Perhaps most impactful were remarks by Indigenous Women Rising co-founder Rachel Guera-Cordero de Lorenzo, whose spunky, thoughtful commentary included an aside on "working inter-generationally" as an activist. "No one knows everything," she said, "but together, we know a lot."

I thought a lot about that idea through the lens of taking care of my kids. Twins are the greatest blessing I can imagine and the greatest challenge. You must be "on" all the time, whether tending to their basic functions, taking them to doctor's appointments, or trying to maintain order elsewhere in the household. It is not something most healthy relationships can trade off on - my wife taking certain shifts, then myself, for instance.

Add to the fact that I do not presently have a full-time job and am scraping freelance work together in the interim, and things inside my head can be a pressure cooker. Parenthood is a joy, but I'd be misrepresenting the truth if I only focused on that. Unlocking the mysteries of why one of them is crying after you've fed, burped, changed and held them for a length of time is a question I'd like to answer more incisively, and with less mood swings.

But de Lorenzo's words really hit me where I live, and unlocked waves of previously uncited gratitude: to Nicole for a decade of growth and limitless patience; my family for their unwavering support; friends who've taken time out of their busy lives to sit and admire the beauty of our children or roll up their sleeves and help get our errands under control; and especially to my daughters themselves, who will someday hopefully understand, at my conveyance, how their birth and lives are more significant than any other achievement I could name.
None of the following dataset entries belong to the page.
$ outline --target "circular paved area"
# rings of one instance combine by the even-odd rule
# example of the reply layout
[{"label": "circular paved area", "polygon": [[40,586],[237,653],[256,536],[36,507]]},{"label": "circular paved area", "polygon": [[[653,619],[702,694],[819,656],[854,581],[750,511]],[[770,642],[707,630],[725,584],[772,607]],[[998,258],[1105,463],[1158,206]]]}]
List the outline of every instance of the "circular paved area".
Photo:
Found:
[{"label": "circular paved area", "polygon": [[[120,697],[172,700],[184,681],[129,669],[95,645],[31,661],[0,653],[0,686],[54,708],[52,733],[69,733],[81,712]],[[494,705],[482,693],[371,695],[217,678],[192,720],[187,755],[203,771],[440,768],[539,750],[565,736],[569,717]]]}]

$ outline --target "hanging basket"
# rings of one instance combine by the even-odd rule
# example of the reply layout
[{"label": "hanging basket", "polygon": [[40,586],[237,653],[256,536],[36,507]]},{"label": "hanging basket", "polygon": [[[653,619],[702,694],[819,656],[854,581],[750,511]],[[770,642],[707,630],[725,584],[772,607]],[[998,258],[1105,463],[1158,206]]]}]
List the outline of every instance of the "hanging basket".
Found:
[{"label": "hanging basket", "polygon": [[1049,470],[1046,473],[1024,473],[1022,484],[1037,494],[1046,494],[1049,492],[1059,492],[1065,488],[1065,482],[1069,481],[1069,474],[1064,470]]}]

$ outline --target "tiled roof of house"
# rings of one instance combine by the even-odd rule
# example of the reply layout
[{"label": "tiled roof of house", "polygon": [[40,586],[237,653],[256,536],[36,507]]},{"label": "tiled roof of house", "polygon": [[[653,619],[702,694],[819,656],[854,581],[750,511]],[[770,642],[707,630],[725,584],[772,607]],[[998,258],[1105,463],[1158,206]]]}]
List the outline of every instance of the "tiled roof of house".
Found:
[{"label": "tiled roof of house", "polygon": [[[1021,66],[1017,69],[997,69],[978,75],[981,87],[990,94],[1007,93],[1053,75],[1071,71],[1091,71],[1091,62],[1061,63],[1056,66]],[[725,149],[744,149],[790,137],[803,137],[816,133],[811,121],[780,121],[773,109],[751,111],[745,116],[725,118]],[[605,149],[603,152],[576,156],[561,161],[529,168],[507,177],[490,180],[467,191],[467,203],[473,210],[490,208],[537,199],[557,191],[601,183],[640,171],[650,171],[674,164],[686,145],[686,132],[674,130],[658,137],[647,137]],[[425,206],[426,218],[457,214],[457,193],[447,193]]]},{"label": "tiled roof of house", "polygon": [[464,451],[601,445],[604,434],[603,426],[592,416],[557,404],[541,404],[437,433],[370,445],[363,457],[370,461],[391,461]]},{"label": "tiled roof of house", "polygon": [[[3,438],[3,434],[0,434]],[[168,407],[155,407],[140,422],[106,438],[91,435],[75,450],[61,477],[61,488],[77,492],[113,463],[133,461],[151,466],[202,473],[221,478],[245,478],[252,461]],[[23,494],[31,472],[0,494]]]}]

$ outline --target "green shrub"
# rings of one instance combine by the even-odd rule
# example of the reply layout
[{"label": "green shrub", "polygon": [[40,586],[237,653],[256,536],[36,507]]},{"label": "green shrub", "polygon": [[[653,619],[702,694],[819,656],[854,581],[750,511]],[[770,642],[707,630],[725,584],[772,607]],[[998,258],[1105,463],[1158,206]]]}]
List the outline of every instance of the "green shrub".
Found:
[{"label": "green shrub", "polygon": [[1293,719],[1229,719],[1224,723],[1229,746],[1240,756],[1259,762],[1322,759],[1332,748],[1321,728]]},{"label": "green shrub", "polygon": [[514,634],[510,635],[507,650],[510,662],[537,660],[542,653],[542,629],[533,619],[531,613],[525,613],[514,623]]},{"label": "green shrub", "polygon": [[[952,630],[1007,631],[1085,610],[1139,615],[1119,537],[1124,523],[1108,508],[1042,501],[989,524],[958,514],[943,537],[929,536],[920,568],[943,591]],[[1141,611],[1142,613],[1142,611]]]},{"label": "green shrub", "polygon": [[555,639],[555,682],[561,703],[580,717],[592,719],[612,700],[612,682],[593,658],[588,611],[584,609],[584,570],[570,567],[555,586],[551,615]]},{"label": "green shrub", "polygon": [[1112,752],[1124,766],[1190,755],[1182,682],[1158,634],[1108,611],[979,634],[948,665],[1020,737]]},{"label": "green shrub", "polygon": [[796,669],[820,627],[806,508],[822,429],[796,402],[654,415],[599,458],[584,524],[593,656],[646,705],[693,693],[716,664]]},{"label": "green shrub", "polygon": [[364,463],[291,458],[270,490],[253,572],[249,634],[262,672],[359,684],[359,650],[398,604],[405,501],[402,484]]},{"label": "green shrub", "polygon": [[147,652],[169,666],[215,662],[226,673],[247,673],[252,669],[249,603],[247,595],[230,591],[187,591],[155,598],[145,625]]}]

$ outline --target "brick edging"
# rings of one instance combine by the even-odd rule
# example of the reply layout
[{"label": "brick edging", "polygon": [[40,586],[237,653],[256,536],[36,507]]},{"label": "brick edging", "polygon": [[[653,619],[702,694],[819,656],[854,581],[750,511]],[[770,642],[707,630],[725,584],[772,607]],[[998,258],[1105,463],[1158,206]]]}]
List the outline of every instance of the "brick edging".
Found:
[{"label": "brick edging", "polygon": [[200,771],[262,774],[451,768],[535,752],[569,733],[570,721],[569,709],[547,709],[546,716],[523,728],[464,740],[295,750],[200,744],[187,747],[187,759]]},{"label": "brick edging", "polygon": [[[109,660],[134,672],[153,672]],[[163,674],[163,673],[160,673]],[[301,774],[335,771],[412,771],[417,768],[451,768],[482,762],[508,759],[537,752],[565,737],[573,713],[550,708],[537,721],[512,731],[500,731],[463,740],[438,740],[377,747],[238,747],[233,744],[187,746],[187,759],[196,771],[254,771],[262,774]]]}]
The work of organizations like ALBA, Puffin, 18 by Vote and the others is vast and challenging - a 300 million-legged race up the hill of progress. But it's also immediately enriching and gratifying if you take the time to sit back and think about what is possible. I walked away from the event proud to have bore witness and elated to imbue that positivity onto the napping spirits of my beautiful girls. Together, we know a lot.